A Cidade Humanizada

Publicado em: 16/09/2013

selo-cronicas-da-desterroHá um ano, ao lançar um novo livro, decorei o salão do Museu Histórico, no Palácio Cruz e Sousa, com árvores, em vez de flores. Meu primeiro neto chegaria em alguns meses e, como bem sabemos, criança combina com árvore. Comprei, então, duas arvorezinhas, uma ameixeira e uma jabuticabeira que, após o evento, seriam plantadas no terreno ao lado do meu prédio, para acompanhar o crescimento do João Antônio.

A ameixeira foi replantada, mas a jabuticabeira instalou-se num cantinho especial da minha varanda e não quis mais sair de lá. Que seja! Quando o menino nasceu, enterrei o seu umbigo no vaso, junto à jabuticabeira, repetindo o gesto da minha bisavó. Com cuidado, carinho e boa adubação, as duas arvorezinhas estão crescendo faceiras e viçosas!

Dia desses acordei com um vozerio no terreno e barulho de arrancada e frenagem de caminhão. Eram operários descarregando maquinários e ferramentas para instalar uma “academia ao ar livre” no terreno ao lado, daquelas que estão sendo implantadas nas praças e terrenos baldios, como parte do esforço da atual gestão para tornar nossa cidade mais humana e amigável. A instalação atende reivindicação da vizinhança e já estava programada.

Pedi que tivessem cuidado, pois um carro de apoio estava estacionado a meio metro de distância da arvorezinha. Passei o dia em de alerta, preocupada com o entra e sai do caminhão despejando areia e brita. Um momento de distração e o susto: a ameixeira havia desaparecido. Em seu lugar, uma montanha de areia. Desci, indignada, apontando a insensatez! Os caras se espalhando, tipo “não é comigo!”, então vi um sujeito com jeitão de chefe e parti pra cima. Perguntei se era o responsável – imagina se era! Com o peso, a arvorezinha pendeu para o lado, totalmente coberta de poeira.

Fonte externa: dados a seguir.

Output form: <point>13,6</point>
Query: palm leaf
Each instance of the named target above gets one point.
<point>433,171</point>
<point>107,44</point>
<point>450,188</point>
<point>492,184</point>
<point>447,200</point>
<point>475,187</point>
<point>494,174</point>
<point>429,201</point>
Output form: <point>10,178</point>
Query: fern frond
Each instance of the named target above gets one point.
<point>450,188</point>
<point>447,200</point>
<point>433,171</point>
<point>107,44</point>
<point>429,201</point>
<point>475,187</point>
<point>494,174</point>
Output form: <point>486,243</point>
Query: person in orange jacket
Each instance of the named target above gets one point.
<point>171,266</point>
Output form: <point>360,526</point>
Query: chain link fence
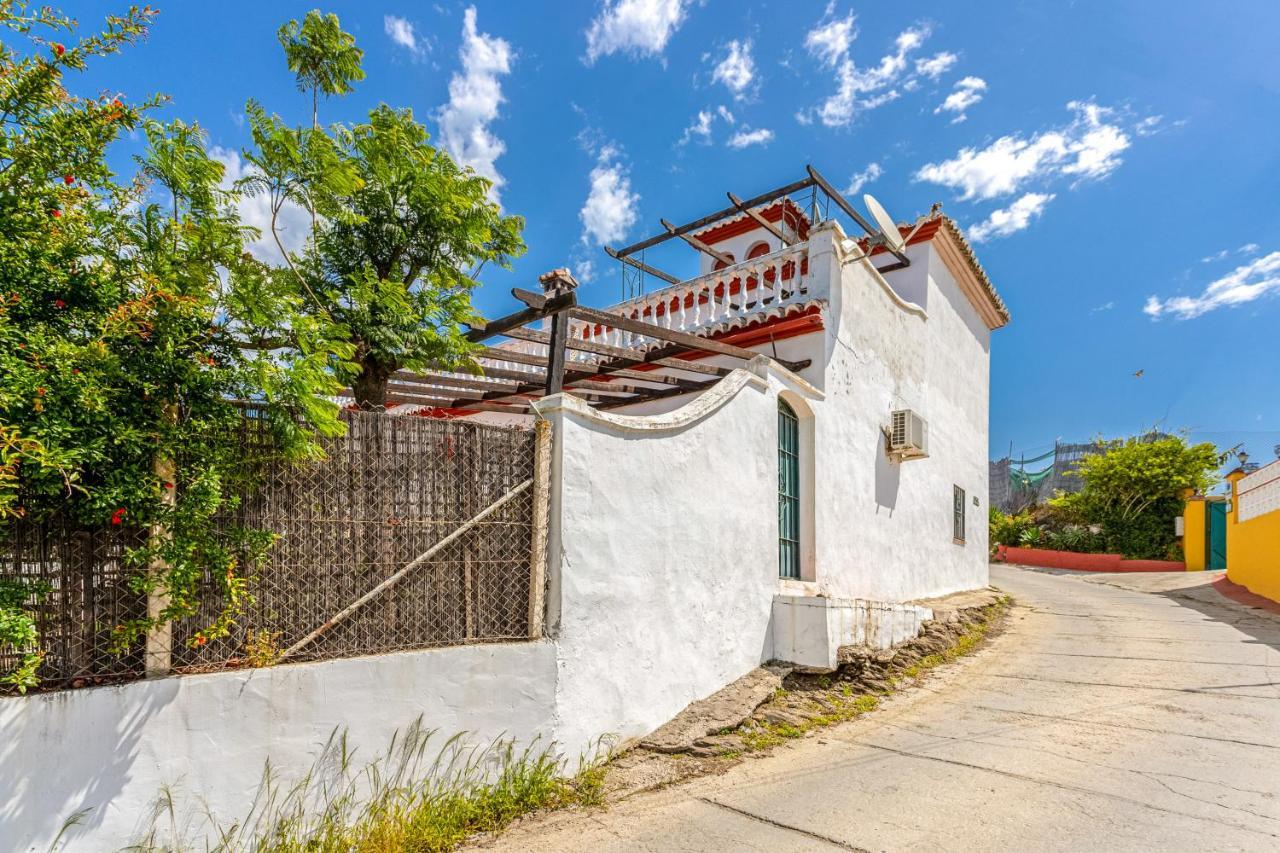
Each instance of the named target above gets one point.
<point>411,533</point>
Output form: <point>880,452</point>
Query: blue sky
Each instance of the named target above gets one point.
<point>1115,163</point>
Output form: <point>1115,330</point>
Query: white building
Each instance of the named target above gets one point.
<point>691,537</point>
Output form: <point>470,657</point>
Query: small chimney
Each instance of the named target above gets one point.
<point>557,282</point>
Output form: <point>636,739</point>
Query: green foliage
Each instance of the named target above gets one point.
<point>120,308</point>
<point>410,798</point>
<point>324,58</point>
<point>18,630</point>
<point>1133,491</point>
<point>396,223</point>
<point>1008,529</point>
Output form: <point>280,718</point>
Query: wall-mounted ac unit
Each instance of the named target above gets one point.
<point>908,434</point>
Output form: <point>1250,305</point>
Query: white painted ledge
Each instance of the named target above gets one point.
<point>848,249</point>
<point>754,374</point>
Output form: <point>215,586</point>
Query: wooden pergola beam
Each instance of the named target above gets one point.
<point>641,267</point>
<point>551,308</point>
<point>760,220</point>
<point>772,195</point>
<point>699,245</point>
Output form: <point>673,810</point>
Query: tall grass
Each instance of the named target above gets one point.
<point>412,797</point>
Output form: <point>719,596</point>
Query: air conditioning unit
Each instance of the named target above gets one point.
<point>906,434</point>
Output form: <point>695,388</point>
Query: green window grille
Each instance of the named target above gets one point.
<point>789,492</point>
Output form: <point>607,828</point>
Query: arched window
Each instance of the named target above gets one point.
<point>789,492</point>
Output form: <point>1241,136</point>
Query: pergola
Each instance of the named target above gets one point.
<point>606,375</point>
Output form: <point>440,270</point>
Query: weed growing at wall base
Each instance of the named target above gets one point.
<point>420,794</point>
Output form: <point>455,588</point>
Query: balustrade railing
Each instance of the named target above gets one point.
<point>759,283</point>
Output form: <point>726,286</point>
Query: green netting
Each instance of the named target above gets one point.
<point>1028,479</point>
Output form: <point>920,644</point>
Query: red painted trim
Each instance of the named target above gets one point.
<point>753,334</point>
<point>773,213</point>
<point>1228,588</point>
<point>1047,559</point>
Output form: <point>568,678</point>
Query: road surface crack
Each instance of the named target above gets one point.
<point>753,816</point>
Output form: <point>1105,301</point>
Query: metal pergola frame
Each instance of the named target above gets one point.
<point>748,206</point>
<point>606,375</point>
<point>617,375</point>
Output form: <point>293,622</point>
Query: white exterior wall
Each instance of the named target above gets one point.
<point>663,579</point>
<point>113,749</point>
<point>663,551</point>
<point>883,528</point>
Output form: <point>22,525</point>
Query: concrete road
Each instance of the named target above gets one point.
<point>1141,716</point>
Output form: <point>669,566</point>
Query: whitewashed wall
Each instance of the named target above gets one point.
<point>664,551</point>
<point>883,528</point>
<point>113,749</point>
<point>662,585</point>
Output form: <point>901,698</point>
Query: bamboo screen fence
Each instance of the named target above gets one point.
<point>379,548</point>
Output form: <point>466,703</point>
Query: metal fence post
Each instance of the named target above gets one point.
<point>158,658</point>
<point>540,518</point>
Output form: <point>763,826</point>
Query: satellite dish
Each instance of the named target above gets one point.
<point>888,228</point>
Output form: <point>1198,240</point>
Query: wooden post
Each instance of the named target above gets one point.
<point>540,520</point>
<point>557,283</point>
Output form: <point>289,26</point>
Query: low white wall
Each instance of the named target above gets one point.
<point>809,632</point>
<point>663,552</point>
<point>208,737</point>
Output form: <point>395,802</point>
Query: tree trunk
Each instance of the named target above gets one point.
<point>370,386</point>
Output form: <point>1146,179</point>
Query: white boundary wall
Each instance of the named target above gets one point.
<point>113,749</point>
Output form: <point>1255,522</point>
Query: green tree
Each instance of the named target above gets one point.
<point>397,227</point>
<point>120,311</point>
<point>324,58</point>
<point>1133,489</point>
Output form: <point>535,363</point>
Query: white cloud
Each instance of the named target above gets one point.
<point>936,65</point>
<point>636,27</point>
<point>293,222</point>
<point>474,99</point>
<point>1258,278</point>
<point>700,131</point>
<point>967,92</point>
<point>609,209</point>
<point>744,137</point>
<point>700,128</point>
<point>1087,147</point>
<point>737,69</point>
<point>401,32</point>
<point>859,89</point>
<point>1010,219</point>
<point>860,179</point>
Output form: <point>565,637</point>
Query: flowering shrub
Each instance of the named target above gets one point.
<point>118,310</point>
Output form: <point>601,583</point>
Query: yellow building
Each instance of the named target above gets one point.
<point>1253,530</point>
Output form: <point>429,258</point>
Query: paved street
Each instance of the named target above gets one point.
<point>1121,717</point>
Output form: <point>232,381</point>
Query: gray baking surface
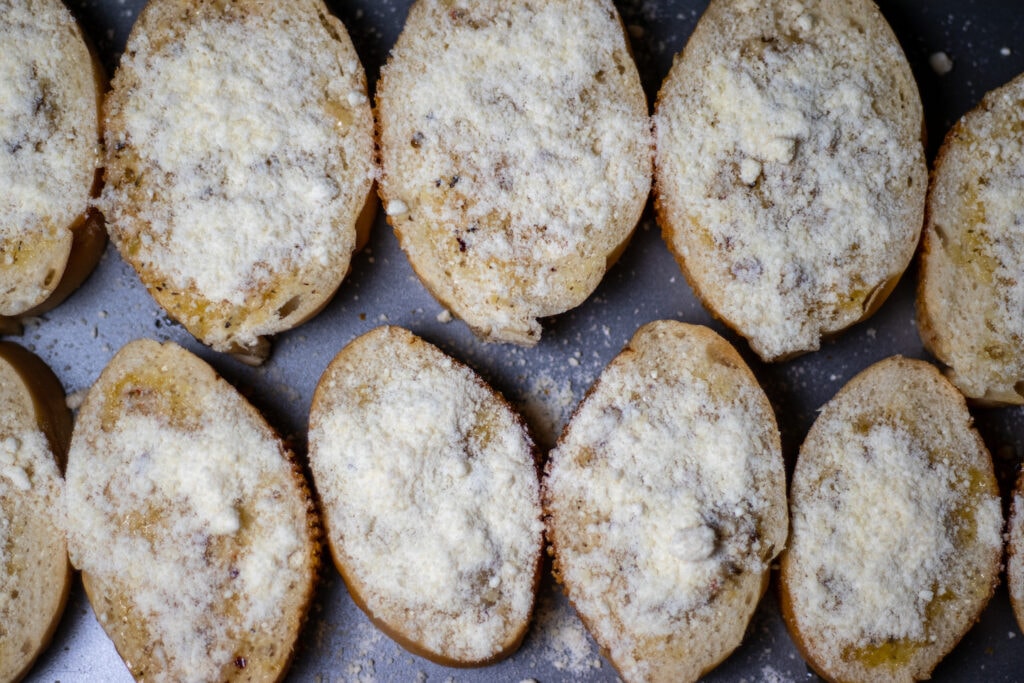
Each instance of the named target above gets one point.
<point>983,40</point>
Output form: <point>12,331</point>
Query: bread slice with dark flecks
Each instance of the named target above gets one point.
<point>791,174</point>
<point>896,531</point>
<point>666,503</point>
<point>971,292</point>
<point>35,575</point>
<point>190,521</point>
<point>516,155</point>
<point>240,164</point>
<point>50,89</point>
<point>430,498</point>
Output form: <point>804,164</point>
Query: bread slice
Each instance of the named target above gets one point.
<point>971,293</point>
<point>239,163</point>
<point>35,575</point>
<point>666,502</point>
<point>190,521</point>
<point>430,498</point>
<point>790,174</point>
<point>896,536</point>
<point>1015,552</point>
<point>50,90</point>
<point>516,155</point>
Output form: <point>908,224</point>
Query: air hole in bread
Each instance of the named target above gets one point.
<point>290,307</point>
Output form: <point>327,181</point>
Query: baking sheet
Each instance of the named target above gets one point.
<point>983,40</point>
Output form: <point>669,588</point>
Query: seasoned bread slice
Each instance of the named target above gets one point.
<point>790,175</point>
<point>50,90</point>
<point>896,536</point>
<point>239,163</point>
<point>430,498</point>
<point>666,502</point>
<point>35,575</point>
<point>516,155</point>
<point>971,293</point>
<point>1015,552</point>
<point>190,521</point>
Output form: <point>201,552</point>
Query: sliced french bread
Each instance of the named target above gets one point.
<point>666,503</point>
<point>190,521</point>
<point>430,498</point>
<point>790,174</point>
<point>50,90</point>
<point>240,163</point>
<point>896,527</point>
<point>1015,551</point>
<point>971,293</point>
<point>35,575</point>
<point>516,155</point>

Prometeu que tirariam a areia imediatamente. Realmente, enquanto conversávamos, um deles começou a escavar. Eram quinze horas e eu segui para um compromisso, pois estava atrasada. Voltei às dezenove e trinta. A pequena árvore continuava soterrada. Essa etapa do trabalho terminou. Na sexta-feira, os trabalhadores recolheram seus apetrechos e ferramentas e foram-se. Deixaram para traz a arvorezinha e, sobre ela, o que restou da mistura de brita e areia que não foi aproveitada.

Humanizar a cidade não depende apenas do prefeito, nem de seus assessores. Ou se torna tarefa de cada um de nós ou nada feito!